How much of the population is currently on statin drugs?

The best estimate is 25-30 million adults currently on statin drugs. Some say the “guidelines will double this number,” but that is not what we want nor is that the goal. The calculator and guidelines will force doctors and patients to look closer at the information and specific risk of an individual. 

Should family history be taken into account?

We actually recommended that family history, if you are at all on the fence, as our number one choice for something to consider next. If you are not quite at that level of risk, you have to take the family history into account as well. When you are creating equations for determining risk, it is not included because it is not as strong as diabetes, smoking or cholesterol. But it is the number one next step.

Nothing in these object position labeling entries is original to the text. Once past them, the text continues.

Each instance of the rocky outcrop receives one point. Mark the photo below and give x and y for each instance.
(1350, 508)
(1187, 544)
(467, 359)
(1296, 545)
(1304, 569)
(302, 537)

America is not a healthy country. Does this contribute greatly to the risk of heart disease in Americans?

Absolutely. It all starts with lifestyle. It has to be the first thing doctor and patient talk about. However, for those that have made those changes and still show significant risk, we need some additional help here. We are not going to be able to abolish that risk with only lifestyle adjustments. Those that need extra help are on the fast track to heart disease or stroke.

Is there anything else you’d like to add?

We were surprised at the reaction because it’s not all that new and we actually covered all of this in the report. If people are interested in a controversy, if you can call it that, I urge them to read the full report and have a discussion with their doctor.

Interview has been condensed and edited.